Sunday, August 2, 2009

U.S. GDP - A Primer for the Second Half

Last week, second quarter GDP numbers came in with a contraction of 1.0%, better than the expected decline of 1.5%. While nothing to cheer at, the pace of contraction has now been pared, and we finally appear to be stepping out of a technical recession, although increasing unemployment will make the recession feel a lot longer.

The topic on most economists' minds is whether the recession is officially over. I think that we are likely to see a very steep recovery in GDP, contrary to most economists. The reason I say this is from the interesting news stories we have seen in the last week or so.

For one thing, inventories in most sectors are already at very low numbers, and big-ticket items like houses and cars are now being purchased hand over fist thanks to the current and prior U.S. administrations' willingness to burn cash like a California wildfire. In four days, the entire $1b "Cash for Clunkers" budget was used. Given the average car costs about $28,000 and the program provided $4,500 in cashback for trade-ins, this means about $6.2b in vehicles were sold (about 222k cars) - in four days! Last year, the US sold just over 16m cars and trucks, without any government sponsorship. The auto manufacturers have already reduced their inventories significantly, temporarily and permanently shutting down plants across North America.

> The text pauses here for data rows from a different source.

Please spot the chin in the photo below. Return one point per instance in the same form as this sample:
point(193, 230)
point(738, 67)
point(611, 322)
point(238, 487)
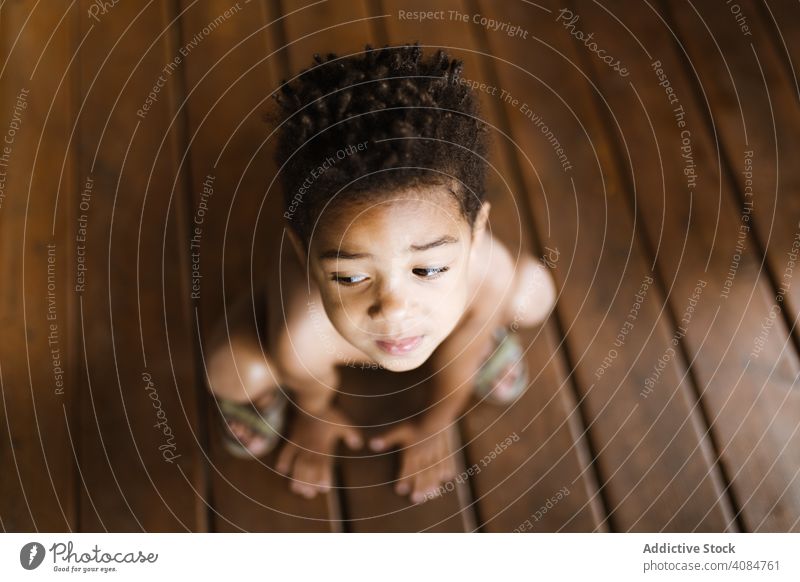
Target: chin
point(400, 364)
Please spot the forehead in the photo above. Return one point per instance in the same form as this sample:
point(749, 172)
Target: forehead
point(400, 218)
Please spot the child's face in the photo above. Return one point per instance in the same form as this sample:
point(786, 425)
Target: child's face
point(393, 273)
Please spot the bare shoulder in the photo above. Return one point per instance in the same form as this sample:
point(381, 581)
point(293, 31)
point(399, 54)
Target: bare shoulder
point(493, 276)
point(302, 341)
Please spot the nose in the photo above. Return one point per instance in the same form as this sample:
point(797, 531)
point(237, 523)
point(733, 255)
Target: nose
point(390, 304)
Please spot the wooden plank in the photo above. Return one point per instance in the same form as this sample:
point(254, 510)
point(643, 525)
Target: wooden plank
point(655, 462)
point(369, 498)
point(38, 488)
point(550, 452)
point(783, 29)
point(745, 398)
point(756, 425)
point(229, 76)
point(140, 455)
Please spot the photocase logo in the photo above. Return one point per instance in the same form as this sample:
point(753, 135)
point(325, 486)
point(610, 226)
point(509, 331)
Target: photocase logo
point(31, 555)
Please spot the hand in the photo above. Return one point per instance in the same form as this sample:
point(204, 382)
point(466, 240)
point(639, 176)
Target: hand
point(307, 456)
point(426, 459)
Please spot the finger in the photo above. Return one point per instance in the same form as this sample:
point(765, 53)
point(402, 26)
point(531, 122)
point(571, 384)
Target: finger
point(285, 459)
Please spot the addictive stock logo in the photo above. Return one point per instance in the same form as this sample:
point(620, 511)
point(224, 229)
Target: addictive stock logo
point(31, 555)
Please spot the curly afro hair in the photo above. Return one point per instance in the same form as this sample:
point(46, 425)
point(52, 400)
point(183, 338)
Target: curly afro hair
point(374, 123)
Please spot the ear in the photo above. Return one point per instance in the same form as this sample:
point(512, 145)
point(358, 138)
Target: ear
point(298, 246)
point(481, 222)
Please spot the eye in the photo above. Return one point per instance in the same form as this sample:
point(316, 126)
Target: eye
point(429, 272)
point(348, 279)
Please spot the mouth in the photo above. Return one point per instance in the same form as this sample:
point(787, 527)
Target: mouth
point(401, 346)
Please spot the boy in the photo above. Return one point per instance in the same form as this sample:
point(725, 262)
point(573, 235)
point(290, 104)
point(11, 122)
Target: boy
point(389, 263)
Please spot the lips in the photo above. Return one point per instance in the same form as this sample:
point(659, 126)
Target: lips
point(401, 346)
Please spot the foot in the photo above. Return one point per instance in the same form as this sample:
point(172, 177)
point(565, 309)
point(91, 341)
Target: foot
point(307, 456)
point(252, 428)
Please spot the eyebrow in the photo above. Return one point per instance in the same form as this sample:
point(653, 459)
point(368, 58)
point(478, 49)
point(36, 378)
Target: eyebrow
point(344, 255)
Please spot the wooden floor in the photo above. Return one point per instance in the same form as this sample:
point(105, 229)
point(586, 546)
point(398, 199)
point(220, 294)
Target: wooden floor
point(663, 189)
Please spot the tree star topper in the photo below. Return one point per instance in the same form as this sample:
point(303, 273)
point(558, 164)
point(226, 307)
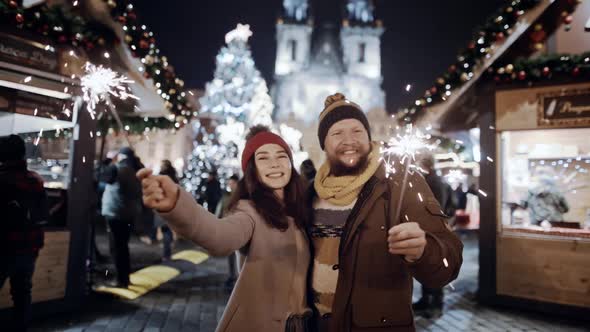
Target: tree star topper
point(241, 32)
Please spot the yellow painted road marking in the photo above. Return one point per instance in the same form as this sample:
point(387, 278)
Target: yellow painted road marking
point(193, 256)
point(142, 281)
point(152, 277)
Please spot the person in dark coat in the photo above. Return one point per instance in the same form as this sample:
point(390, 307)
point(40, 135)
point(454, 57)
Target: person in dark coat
point(24, 208)
point(166, 168)
point(213, 192)
point(121, 206)
point(430, 304)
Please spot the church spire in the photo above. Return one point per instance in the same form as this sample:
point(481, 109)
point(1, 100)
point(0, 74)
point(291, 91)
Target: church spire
point(295, 10)
point(360, 11)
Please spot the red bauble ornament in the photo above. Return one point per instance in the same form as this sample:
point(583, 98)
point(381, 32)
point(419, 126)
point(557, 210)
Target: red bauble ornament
point(538, 36)
point(576, 71)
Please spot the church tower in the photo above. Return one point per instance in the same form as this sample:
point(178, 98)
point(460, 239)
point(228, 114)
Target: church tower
point(293, 38)
point(360, 37)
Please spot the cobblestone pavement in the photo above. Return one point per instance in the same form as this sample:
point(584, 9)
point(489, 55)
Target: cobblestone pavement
point(195, 300)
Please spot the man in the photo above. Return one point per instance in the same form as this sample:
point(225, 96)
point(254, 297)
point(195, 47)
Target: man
point(364, 260)
point(121, 206)
point(430, 304)
point(23, 204)
point(221, 211)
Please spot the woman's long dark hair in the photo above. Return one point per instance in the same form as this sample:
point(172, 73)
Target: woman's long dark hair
point(267, 204)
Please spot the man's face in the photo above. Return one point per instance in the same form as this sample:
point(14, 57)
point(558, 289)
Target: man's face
point(347, 147)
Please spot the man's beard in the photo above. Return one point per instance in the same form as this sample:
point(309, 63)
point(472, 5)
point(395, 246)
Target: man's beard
point(338, 168)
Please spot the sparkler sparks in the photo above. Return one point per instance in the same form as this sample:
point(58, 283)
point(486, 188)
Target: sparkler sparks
point(100, 83)
point(38, 137)
point(404, 148)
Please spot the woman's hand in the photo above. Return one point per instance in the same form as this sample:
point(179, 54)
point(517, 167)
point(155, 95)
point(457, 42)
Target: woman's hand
point(159, 191)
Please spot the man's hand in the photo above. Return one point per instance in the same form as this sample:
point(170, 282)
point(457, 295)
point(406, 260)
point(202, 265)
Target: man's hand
point(159, 191)
point(407, 239)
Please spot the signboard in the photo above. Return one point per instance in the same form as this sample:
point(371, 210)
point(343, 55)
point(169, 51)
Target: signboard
point(569, 108)
point(26, 103)
point(28, 53)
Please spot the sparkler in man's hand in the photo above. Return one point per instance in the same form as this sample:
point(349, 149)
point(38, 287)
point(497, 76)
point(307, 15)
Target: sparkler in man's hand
point(402, 149)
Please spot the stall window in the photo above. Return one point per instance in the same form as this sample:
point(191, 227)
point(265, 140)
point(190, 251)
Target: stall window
point(362, 49)
point(546, 182)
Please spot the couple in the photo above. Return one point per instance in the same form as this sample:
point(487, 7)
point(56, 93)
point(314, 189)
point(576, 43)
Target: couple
point(343, 266)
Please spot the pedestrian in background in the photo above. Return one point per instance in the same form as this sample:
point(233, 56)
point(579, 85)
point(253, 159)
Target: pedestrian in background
point(23, 203)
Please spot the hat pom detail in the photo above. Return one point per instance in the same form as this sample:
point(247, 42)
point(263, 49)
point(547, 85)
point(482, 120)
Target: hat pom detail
point(334, 98)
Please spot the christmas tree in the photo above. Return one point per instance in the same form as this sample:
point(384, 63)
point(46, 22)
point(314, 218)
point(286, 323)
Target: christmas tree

When inventory is sold at such extremely high rates, especially when the forecast is for government programs to last 12 weeks, it makes me feel that the American consumer is again willing to spend money more quickly than Wall Street thinks. The pent-up demand will push inventories to ridiculously low levels in these big-ticket items, meaning higher prices, and a push back to inventory builds, and higher employment in the near-term (6-9 months, rather than 18-24 months). While the US household has been beaten and bruised, it is a resiliant entity, prepared to buy, buy and buy some more.

Unlike the recovery of 1982 (when we had "V" like recovery - like I anticipate this time around), we have Fed sponsorship in the recovery, with trillions of dollars sloshing through the economy, and we are likely seeing the first signs of acceleration of this moneyflow through the market place (with the highest credit worthy consumers snatching up vehicles and homes). This makes me a believer that we will see massive worldwide growth, a return to increasing commodity prices, and a more permanence to the inflationary conditions plaguing North America in the 2005-2008 period. Commodity capital projects have been halted or delayed and developing countries are showing signs of growth and demand, making me convinced that we will see demand overtake production very quickly, and we will need to wait for capital projects to end before the inflationary pressures reduce to more normalized levels.